Première œuvre commune du compositeur Roque Rivas et de l'artiste plasticien Carlos Franklin (création juin  2008), cette création audio et visuelle a pu naître grâce à un programme commun mis en place par l'Ircam et Le Fresnoy, Studio national des arts contemporains. Pour en parler, nous avons choisi de proposer un reportage-entretien, qui s'est articulé autour de plusieurs rencontres avec les deux artistes. Nous avons demandé à Renaud Leblond [*], de suivre ces rencontres et le déroulement de l'œuvre pour nous livrer ses réactions.
« La pièce se jouera sur une structure qui fait allusion à un bâtiment en construction ou aux tableaux de Hugh Ferris, lesquels ont inspiré des plans d'aménagement urbain à New York (...) La structure est un bâtiment qui en contient d'autres, comme les premières utopies des gratte-ciels. Les séquences feront des écrans des fenêtres ou des rues. Le spectateur sera dehors et dedans. » C'est en ces termes que Carlos Franklin et Roque Rivas décrivent l'aménagement de la scène où doit être jouée leur oeuvre Mutations of Matter. Cette structure verticale au fond de la salle est composée de deux écrans séparés (un petit d'une hauteur de 2,5 m et un grand de 4,5 m). Entre les deux, dans l'interstice, se tient l'ensemble vocal, cinq chanteurs et son directeur. Sur les écrans est projetée la vidéo, pendant que l'on entend la voix des chanteurs se mêler, ou laisser la place, à une composition électronique faite de voix et de sons.
Voies transversales
Scénographie particulière, pour une oeuvre particulière, qui sort des catégories artistiques traditionnelles. Œuvre hybride, on peut la décrire comme un environnement audiovisuel, ou plutôt comme une performance audio et visuelle, tant elle se situe à la jonction de deux formes d'expression artistique, l'art vidéo et la création musicale. Roque Rivas est Chilien, il est compositeur. Carlos Franklin est Colombien, il est artiste plasticien. Ils se sont rencontrés dans le cadre d'un programme mis en place par l'Ircam et Le Fresnoy. C'est de cette rencontre que naît cette oeuvre singulière, une oeuvre aux contours flous, transversale par excellence. « Cette transversalité m'a immédiatement séduit dans le projet de Rivas et Franklin » confie Renaud Leblond. « Je suis convaincu que la création nécessite des regards décalés et périphériques. Cela nécessite, en tout cas, de sortir des schémas habituels. Ce qu'il fallait c'était simplement laisser Rivas et Franklin défricher de nouveaux territoires, et cela très librement. »
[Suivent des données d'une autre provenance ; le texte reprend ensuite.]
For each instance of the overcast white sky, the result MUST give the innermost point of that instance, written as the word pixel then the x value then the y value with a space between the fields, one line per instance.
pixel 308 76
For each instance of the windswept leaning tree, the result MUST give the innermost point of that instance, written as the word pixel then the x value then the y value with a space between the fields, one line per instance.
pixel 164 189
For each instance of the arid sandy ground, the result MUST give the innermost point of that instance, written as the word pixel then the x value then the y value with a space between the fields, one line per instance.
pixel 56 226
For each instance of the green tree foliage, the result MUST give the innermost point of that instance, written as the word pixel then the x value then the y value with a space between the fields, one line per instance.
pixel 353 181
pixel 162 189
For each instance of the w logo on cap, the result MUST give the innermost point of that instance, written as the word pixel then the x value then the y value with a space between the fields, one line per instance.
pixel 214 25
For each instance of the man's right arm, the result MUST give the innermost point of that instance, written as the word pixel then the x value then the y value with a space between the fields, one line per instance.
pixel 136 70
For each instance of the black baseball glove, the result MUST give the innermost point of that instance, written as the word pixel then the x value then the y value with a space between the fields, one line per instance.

« Quand on a commencé à travailler, note Carlos Franklin, New York était pour nous deux une ville imaginaire et elle le reste encore. Nous ne sommes pas allés là-bas. Cela reste, quoi qu'il en soit, un travail sur le fantasme d'une ville. Comme je le dis souvent, nous sommes des touristes de Wikipedia. On connaît la ville, son plan, ses structures, ses mythes, ses imaginaires aussi, mais l'expérience réelle manque. »
Voie new-yorkaise

Le point de départ du projet a été, sans aucune doute, la lecture du livre de l'architecte urbaniste Rem Koolhas, New York délire, qui a amené Rivas et Franklin à prendre New York comme objet de leur création. Ce qui les intéressait c’était de récrire la ville en musique et en vidéo, en conservant plusieurs éléments majeurs: la simultanéité, la congestion, la surcharge... Mutations of Matter se construit, dans sa forme et son contenu, autour, sur et dans New York.